The north peninsula was deemed unsuitable for septic systems in a 2013 report by the Florida Department of Health in Volusia County due to the permeability of the soil, the proximity to water bodies, age of the tanks, depth to water table and high density. In addition, 48% of the attendees of the OB Life workshop on the environment and water quality on Aug. 30, 2018, voted accelerating the conversion as the topmost priority. Consequently, four out of five commissioners identified the first phase of the north peninsula conversion as a priority at their strategic planning workshop on Feb. 27.
With the money available in the city's funds, it makes sense to invest it now, Partington said. City Manager Joyce Shanahan cautioned him that in doing this, the city would be using 38% of its wastewater and sewer fund reserves. But, Partington insisted that there are funds available.
Shanahan said that, while the city has $5.7 million available to use, there are monies that are already allocated for specific projects. Finance Director Kelly McGuire proposed that the city don't take all the funds from the wastewater and sewer reserves, but that at least a portion of the design and construction phase be funded by impact fees.
"I just want you all to be aware that you don't want to use all of your reserves because poop happens," Shanahan said.
People want to see government get something done, Partington said. He also wanted the entire commission to be on board with the plan.
"The money is there if we have the guts to tell staff we want this done," Partington said. "Let's do it. Let's not keep dragging our feet."
City Commissioner Dwight Selby, who has been fighting for the city's investment in the north peninsula, said the city is the only one that can help the north peninsula. With Commissioners Susan Persis and Rob Littleton in favor of doing both septic to sewer projects simultaneously, he only had to convince City Commissioner Troy Kent, who had been vocal about taking care of residents first.
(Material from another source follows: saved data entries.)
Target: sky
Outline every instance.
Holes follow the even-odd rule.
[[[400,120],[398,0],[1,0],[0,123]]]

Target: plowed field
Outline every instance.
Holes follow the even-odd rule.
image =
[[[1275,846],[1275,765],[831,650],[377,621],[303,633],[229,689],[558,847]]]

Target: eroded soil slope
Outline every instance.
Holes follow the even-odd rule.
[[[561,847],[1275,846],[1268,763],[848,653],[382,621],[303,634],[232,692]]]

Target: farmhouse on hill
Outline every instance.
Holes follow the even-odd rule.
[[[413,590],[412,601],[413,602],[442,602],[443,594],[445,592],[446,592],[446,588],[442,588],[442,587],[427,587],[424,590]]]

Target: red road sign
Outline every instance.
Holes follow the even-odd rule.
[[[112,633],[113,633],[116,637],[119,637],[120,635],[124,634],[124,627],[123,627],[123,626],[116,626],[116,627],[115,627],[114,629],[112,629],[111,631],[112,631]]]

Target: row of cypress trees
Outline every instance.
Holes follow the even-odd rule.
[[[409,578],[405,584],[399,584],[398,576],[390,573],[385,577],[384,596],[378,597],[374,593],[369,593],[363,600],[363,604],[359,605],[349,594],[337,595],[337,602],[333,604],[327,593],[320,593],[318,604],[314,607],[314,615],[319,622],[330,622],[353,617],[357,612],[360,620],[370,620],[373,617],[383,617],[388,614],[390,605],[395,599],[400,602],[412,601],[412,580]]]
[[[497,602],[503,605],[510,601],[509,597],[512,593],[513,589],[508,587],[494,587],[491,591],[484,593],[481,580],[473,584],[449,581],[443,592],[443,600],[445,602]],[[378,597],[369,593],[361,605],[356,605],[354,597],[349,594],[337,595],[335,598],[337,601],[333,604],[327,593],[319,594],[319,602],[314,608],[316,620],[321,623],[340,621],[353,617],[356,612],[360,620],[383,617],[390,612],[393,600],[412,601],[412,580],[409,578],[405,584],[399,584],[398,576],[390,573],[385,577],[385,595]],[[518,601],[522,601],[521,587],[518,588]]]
Selby said that though Ormond-by-the-Sea is not in the city's jurisdiction, it is in its utility service area. The north peninsula are all Ormond Beach water customers, and Selby said those residents bring in $300,000 annual profit to the city as a result. If they didn't buy water from the city, that area would be the worst area for septic in the county, Selby said.
Selby also brought up a story that Kent had told in a prior meeting. Kent had previously talked about his grandfather who used to shrimp in the Halifax River. The water was so clear you could see the grass on the bottom, both recalled.
"If we're ever going to get back to anything even remotely close to that, we gotta get these nutrients — we gotta get the phosphorus and we gotta get the nitrogen out of those waterways," Selby said. "That's what causes the algae blooms, and it's coming in huge part from the septic tanks."
Selby said he didn't think the north peninsula could wait.More discussion ensued on what would happen if a north peninsula resident decided against hooking up to city sewer. City staff said those residents would pay a fine.
In the end, Kent said the mayor would get his unanimous agreement on the topic.
"We're going to make sure that Ormond Beach is permitted and we take care of some of our residents first, and then start cleaning up our Halifax River so that hopefully Wyatt, or heck, hopefully me, will see some grass growing on the bottom of that Halifax River in Ormond Beach again," Kent said.